As the buzz continues for terms like “Big Data”, “Predictive Analytics” and “Machine Learning” its important to reflect on just how pervasive these things are. After half-finishing a book called Weapons of Math Destruction by Cathy O’Neil – I have a 7-month old at home and a library membership – I was once again struck by how easily our lives are controlled by the predictive algorithms of others.
Have you ever checked to see what’s “new” on Netflix and then moments later did the same on another account? The results are amazing. Almost certainly you’ll find a completely different selection of shows, tailored of course, to what Netflix believes each account likes. Admittedly this can be handy, but recognize it is also a limitation imposed on you by someone else.
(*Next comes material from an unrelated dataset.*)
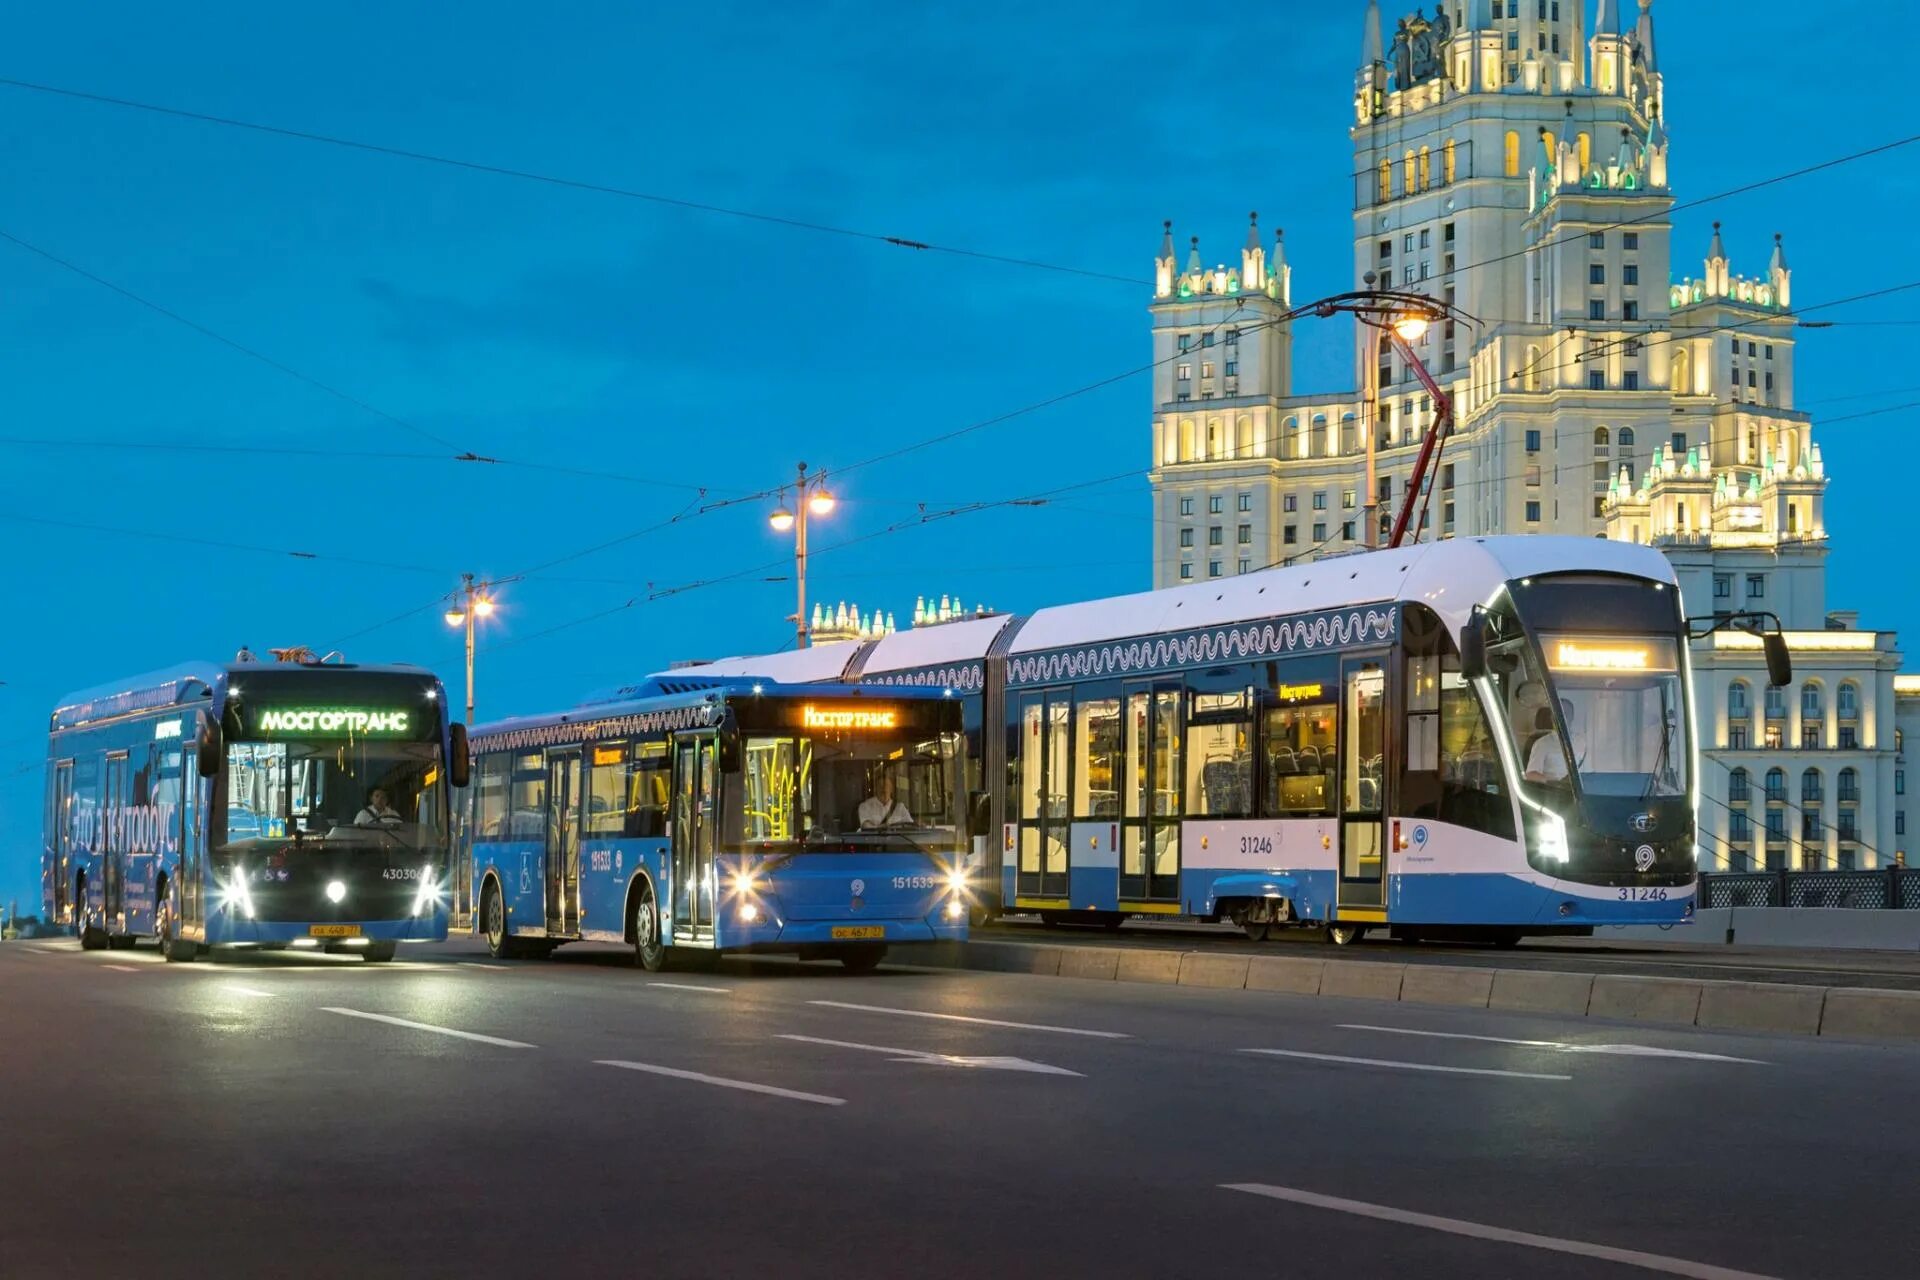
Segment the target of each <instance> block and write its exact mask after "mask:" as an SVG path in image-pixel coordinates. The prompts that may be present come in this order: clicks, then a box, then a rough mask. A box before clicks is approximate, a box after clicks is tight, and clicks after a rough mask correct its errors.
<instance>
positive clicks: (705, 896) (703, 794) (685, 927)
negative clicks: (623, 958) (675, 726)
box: [662, 733, 718, 940]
In Weapons of Math Destruction Cathy describes many instances (the stories are the best part of her book) where mathematical models start out with the best of intentions, but end up ruining, or significantly damaging lives. For the record I don’t think the models used by Netflix are going to ruin anyone’s life! She posits that the most detrimental models scale easily, and are too often immune to re-testing (models need new data to learn), neither of which is good, but what really bothers me is how opaque the majority of models are. Which means, their parameters are unknown to majority of people who’s fates they shape.
With Netflix there are clues to how my “new” shows are selected. For instance, because I watched Braveheart, Netflix may offer me the chance to watch Gladiator, or I can infer that my previous viewership at least partially, determines “new” content. How on the other hand do online stores decide to offer me a product to buy after purchasing a seemingly unrelated item? “It’s proprietary” is often the answer given, and it is unlikely that anyone outside of a select few will ever know how that second item was chosen.
The examples I have given are fairly innocuous, but as Cathy discusses in her book, even the simplest of data points with the wrong bias attached can negatively impact lives. Postal codes have been particularly abused as they are often considered proxy’s for highly complex realities. It takes little imagination to extrapolate how innocent people can be disadvantaged when postal codes are placed in models used to govern police routes, or guide loan approvals. “Want to go to college and need a student loan? Well, it’s too bad you live in neighborhood X because our model has determined you are too great a risk to default”. Not exactly fair.
So, I encourage you to read her book if this sort of thing interests you. Cathy has a prolific past in data science and some intimate insights into how “Big Data” really works on wall street, or in large online vendors. At the very least I hope you realize that whenever something is automated for you, there is mathematical model making choices on your behalf.
Perhaps its best to ask yourself, “what am I not seeing/getting/hearing about”?